Now, these companies presumably keep a certain amount of cash to pay for the amount of daily cashed travelers’ checks, but they didn’t keep the entirety of the amount of checks they sold in cash, they invested most of it. That’s how they made money on the deal. “If you lend me a certain amount of money and allow me to do anything I want with it, I will, through the international recognition of my soundness, allow you to write checks in places where know one knows you,” was the deal. And further, “If you can prove to me you lost them, I’ll remunerate you.” But we know that in the case of a sinking ship or an aircraft disaster, it’s unlikely that most folks would be able to retrieve the necessary documentation for partial or complete refunds. Again, is that correct?

So the speculation is, of course:

**How much money have American Express, citigroup (the successor of National City Bank), and Cooks (or Cook’s successors) made off uncashed, and never to be found and cashed, travelers checks and interest on them?
**
I’m not a CPA, so I wouldn’t pretend to be able to go through an annual report to even get an estimate. Is there a way?

Or, again, am I wrong, and is this, too, is sunken treasure?

This is basically an unclaimed bank deposit, isn;t it? You lend money to Amex, and then (by negotiating the cheque) assign to someone else the right to reclaim the loan.

I don’t know, but I suspect that for Amex the big earnings come from (a) getting interest-free loans, and (b) being paid a fee by the lender for each loan accepted.

Sure, if the loans are unclaimed, that increases their profitability. But the liablility to repay the loan presumably remains on the bank’s books indefinitely, so the unclaims loans are just the very longest of a large portfolio of loans, most of whcih are pretty short term. Obviously borrowing interest-free for a very long time is more profitable than borrowing interest-free for a short time, but in all likelihood only a very small fraction of the loans are unclaimed. Indivdually they may be very profitablek, but the profit will be dwarfed by the profit from the huge volume of loans that are reclaimed.

UDS,

I don’t disagree in terms of the relative proportion, though I think it might be probably higher than many might think.
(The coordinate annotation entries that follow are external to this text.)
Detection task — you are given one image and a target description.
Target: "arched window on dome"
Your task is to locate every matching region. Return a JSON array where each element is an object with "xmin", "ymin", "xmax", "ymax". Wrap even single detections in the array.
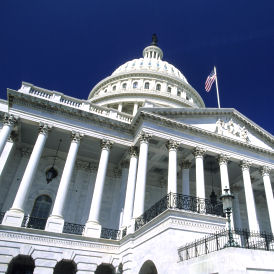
[{"xmin": 145, "ymin": 82, "xmax": 149, "ymax": 89}]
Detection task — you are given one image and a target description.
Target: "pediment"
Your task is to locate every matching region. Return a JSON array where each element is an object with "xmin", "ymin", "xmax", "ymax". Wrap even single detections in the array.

The interesting thing about the lost travelers’ check money is that (1) it could be “eternal.” That is to say, that as long as Amex, or citibank, etc, keep a corporate existence. And (2) it will never end, without any further service or good being provided. And let’s face it, it has to be hundreds of millions in capital. Titanic, Lusitania, Andria Doria, PanAm 103, burned houses, you name it. For a long while, more than a century, every disaster might have had a travelers’ check implication, from a house burning to a shipwreck to an airplane crash.

Moreover, as the sales of travelers’ checks ebbs, the amount they have to save in reserve for payment also declines, giving them more capital to invest.
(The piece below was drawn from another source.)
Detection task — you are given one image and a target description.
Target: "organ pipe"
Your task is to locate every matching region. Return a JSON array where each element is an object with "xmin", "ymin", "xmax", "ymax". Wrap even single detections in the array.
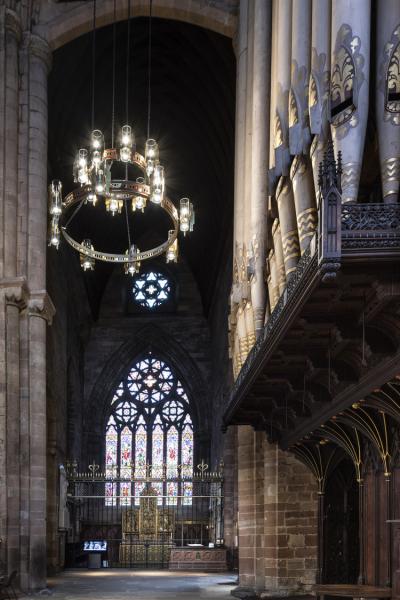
[{"xmin": 329, "ymin": 0, "xmax": 371, "ymax": 203}]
So, is there a way to estimate how much that is?

Oh, and as I said in the OP, one got a list of the numbers of the checks, and you could check off the ones used, and if the checks were lost, after a certain amount of time, you could claim a refund. But if you didn’t have that list, you were SOL. So you had to give the list to someone who wasn’t traveling with you, and they had to have the interest of fighting with Amex over it. So the “some one else with the right to reclaim the loan” might not have always been successful.